Unfortunately, we’ve already far surpassed the threshold of new weekly cases for to reach that goal.
Instead, implementing far more restrictions on movement than we have until a vaccine is ready could reduce deaths to somewhere around 220,000, estimated Mother Jones.
If the US sticks only to mitigation strategies – those that apply to high risk people, and not the general population – the healthcare system, which is already scrambling to acquire tests, ventilators and more workers, will certainly be overwhelmed, by at least 8-fold surge capacity, the study authors write.
‘In addition, even if all patients were able to be treated, we predict there would still be in the order of 350,000 deaths in [Great Britain] and 1.1-1.2 million in the US,’ the said.
‘We therefore conclude that epidemic suppression is the only viable strategy at the current time.’
In other words: Stay home, stay safe, and follow the US guidelines.
US 15-DAY CORONAVIRUS GUIDE
FOR ANYONE WITH SIGNS OF OR AT-RISK FOR CORONAVIRUS
IF YOU FEEL SICK
Stay home. Do not go to work. Contact your medical provider.
IF YOUR CHILDREN ARE SICK
Keep them at home. Do not send them to school. Contact your medical provider.
IF SOMEONE IN YOUR HOUSEHOLD HAS TESTED POSITIVE
Keep the entire household at home. Do not go to work. Do not go to school. Contact your medical provider.
IF YOU ARE AN OLDER PERSON
Stay home and away from other people.
IF YOU ARE A PERSON WITH A SERIOUS UNDERLYING CONDITION
[If it] can put you at increased risk (for example a condition that impairs your lung or heart function or weakens your immune system) stay home and away from other people.

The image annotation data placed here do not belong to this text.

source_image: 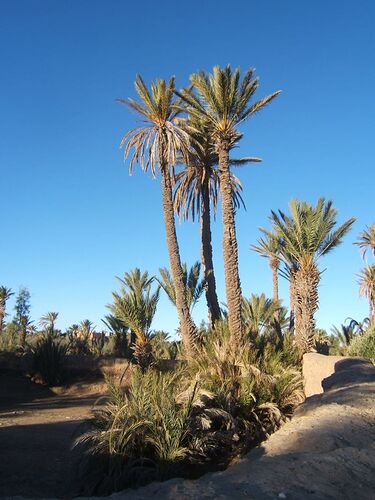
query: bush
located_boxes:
[348,327,375,361]
[77,325,304,495]
[76,368,192,494]
[33,335,66,386]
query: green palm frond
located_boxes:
[117,75,189,176]
[108,268,160,342]
[157,262,204,311]
[271,198,355,264]
[354,224,375,259]
[176,65,280,139]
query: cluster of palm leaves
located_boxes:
[252,198,355,355]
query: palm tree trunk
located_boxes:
[218,143,243,349]
[160,144,197,359]
[0,306,5,335]
[270,258,280,322]
[289,271,296,333]
[295,263,320,355]
[270,259,279,302]
[201,179,221,328]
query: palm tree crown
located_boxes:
[117,75,189,176]
[271,198,355,270]
[157,262,204,311]
[176,65,280,150]
[119,76,197,358]
[359,264,375,323]
[176,65,279,349]
[271,198,355,354]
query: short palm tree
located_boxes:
[119,75,197,357]
[331,324,356,347]
[78,319,95,342]
[250,228,280,303]
[157,262,204,312]
[0,286,14,335]
[39,312,59,335]
[354,224,375,259]
[108,269,160,370]
[174,115,261,328]
[242,293,280,339]
[359,264,375,324]
[271,198,355,355]
[177,65,279,349]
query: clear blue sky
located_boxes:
[0,0,375,331]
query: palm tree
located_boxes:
[177,65,279,349]
[271,198,355,355]
[39,312,59,335]
[174,115,261,328]
[156,262,204,312]
[78,319,95,342]
[250,228,280,303]
[280,256,298,332]
[242,293,280,339]
[108,269,160,370]
[102,314,134,358]
[0,286,14,335]
[359,264,375,324]
[354,224,375,259]
[331,323,356,347]
[119,75,197,357]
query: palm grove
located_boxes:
[120,66,354,359]
[0,66,375,495]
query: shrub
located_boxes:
[77,322,304,495]
[76,368,192,494]
[33,335,66,385]
[348,327,375,361]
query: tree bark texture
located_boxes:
[295,263,320,355]
[160,139,197,358]
[200,182,221,328]
[218,144,244,349]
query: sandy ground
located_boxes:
[0,371,104,498]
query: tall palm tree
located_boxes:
[250,228,280,303]
[119,75,197,357]
[174,115,261,328]
[157,262,204,312]
[359,264,375,324]
[39,312,59,335]
[242,293,280,338]
[78,319,95,342]
[354,224,375,259]
[177,65,279,349]
[0,286,14,335]
[108,268,160,369]
[271,198,355,355]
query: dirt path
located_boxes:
[0,372,103,498]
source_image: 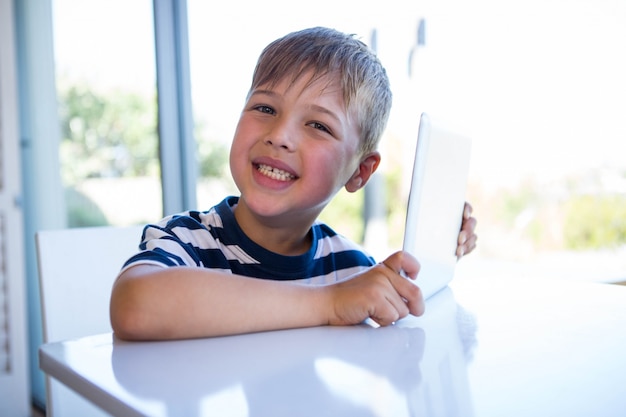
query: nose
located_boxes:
[264,118,295,151]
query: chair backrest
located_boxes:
[36,226,143,417]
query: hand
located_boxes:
[456,202,478,259]
[327,252,424,326]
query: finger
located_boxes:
[370,297,409,326]
[463,201,474,219]
[382,251,420,279]
[389,274,424,317]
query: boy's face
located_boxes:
[230,71,378,221]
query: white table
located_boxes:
[40,278,626,417]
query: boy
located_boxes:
[111,28,476,340]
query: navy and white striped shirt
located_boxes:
[122,197,375,284]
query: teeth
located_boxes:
[257,164,295,181]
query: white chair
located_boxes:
[36,226,142,417]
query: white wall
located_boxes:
[0,0,30,416]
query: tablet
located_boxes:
[403,113,471,299]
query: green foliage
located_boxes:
[564,194,626,249]
[65,187,109,227]
[59,85,159,184]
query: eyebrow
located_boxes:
[249,90,341,123]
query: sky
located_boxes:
[54,0,626,185]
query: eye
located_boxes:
[309,122,332,134]
[254,104,276,114]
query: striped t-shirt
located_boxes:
[122,197,374,284]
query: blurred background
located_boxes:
[53,0,626,280]
[3,0,626,412]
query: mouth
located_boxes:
[255,164,296,181]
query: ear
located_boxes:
[345,152,380,193]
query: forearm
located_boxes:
[111,266,328,340]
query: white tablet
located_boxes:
[403,113,471,299]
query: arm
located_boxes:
[111,252,424,340]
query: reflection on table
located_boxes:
[41,288,475,417]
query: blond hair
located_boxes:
[250,27,392,155]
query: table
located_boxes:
[39,277,626,417]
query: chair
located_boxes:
[35,226,142,417]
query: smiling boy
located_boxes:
[111,28,476,339]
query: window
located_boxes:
[54,0,162,227]
[188,0,626,281]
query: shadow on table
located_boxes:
[112,288,475,417]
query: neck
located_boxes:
[234,200,313,256]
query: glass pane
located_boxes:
[54,0,162,227]
[188,0,626,281]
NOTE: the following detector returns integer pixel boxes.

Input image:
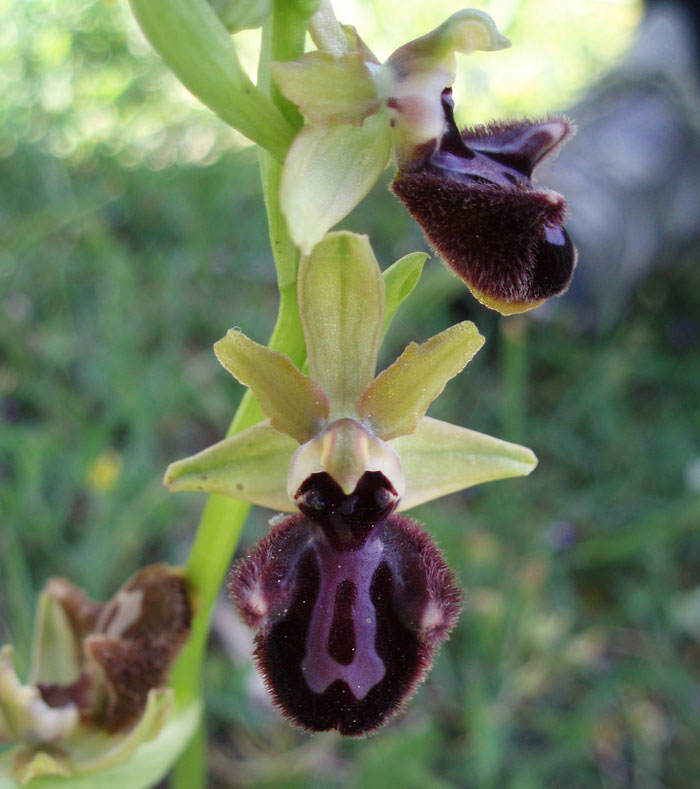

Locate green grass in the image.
[0,147,700,789]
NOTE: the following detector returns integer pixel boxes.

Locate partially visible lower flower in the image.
[0,565,192,784]
[273,9,576,314]
[392,90,576,315]
[230,508,461,735]
[165,232,536,735]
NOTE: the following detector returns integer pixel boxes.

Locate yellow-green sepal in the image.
[280,113,391,254]
[163,422,299,512]
[359,321,484,441]
[214,329,328,444]
[389,416,537,511]
[29,582,82,685]
[271,52,381,126]
[298,231,384,420]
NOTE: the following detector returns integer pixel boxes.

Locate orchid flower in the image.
[165,232,536,735]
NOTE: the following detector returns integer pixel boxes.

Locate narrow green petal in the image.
[389,416,537,510]
[163,422,298,512]
[130,0,294,161]
[299,232,384,419]
[280,113,391,254]
[359,321,484,441]
[214,329,328,444]
[271,52,380,126]
[382,252,428,334]
[70,688,174,773]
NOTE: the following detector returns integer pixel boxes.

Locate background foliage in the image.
[0,0,700,789]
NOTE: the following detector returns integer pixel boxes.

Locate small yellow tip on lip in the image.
[468,285,546,315]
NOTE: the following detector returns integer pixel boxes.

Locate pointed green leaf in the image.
[271,52,380,126]
[163,422,298,512]
[382,252,428,334]
[389,416,537,510]
[360,321,484,441]
[280,114,391,254]
[214,329,328,444]
[130,0,294,161]
[299,232,384,419]
[29,588,82,685]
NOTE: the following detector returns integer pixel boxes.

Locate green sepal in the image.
[271,52,381,126]
[359,321,484,441]
[280,113,391,254]
[298,231,384,420]
[389,416,537,511]
[382,252,428,334]
[130,0,294,162]
[214,329,328,444]
[0,645,78,743]
[208,0,272,33]
[163,422,299,512]
[377,9,509,168]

HOW EVERYONE CAN HELP SLOW THE SPREAD OF THE CORONAVIRUS
IF YOU WORK IN A CRITICAL INFRASTRUCTURE INDUSTRY
[According to the Department of Homeland Security, these include] healthcare services and pharmaceutical and food supply [and] you have a special responsibility to maintain your normal work schedule. You and your employers should follow CDC guidance to protect your health at work.
AVOID SOCIAL GATHERINGS
In groups more than 10 people.
USE DRIVE-THROUGH, PICKUP, OR DELIVERY OPTIONS
Avoid eating and drinking at bars, restaurants and food courts.
AVOID DISCRETIONARY TRAVEL
[Do not go on] shopping trips and social visits.
DO NOT VISIT NURSING HOMES
[Also stay away from] retirement or long-term care facilities unless to provide critical assistance.
PRACTICE GOOD HYGIENE
- Wash your hands, especially after touching any frequently used item or surface.
- Avoid touching your face.
- Sneeze or cough into a tissue, or the inside of your elbow.
- Disinfect frequently used items and surfaces as much as possible.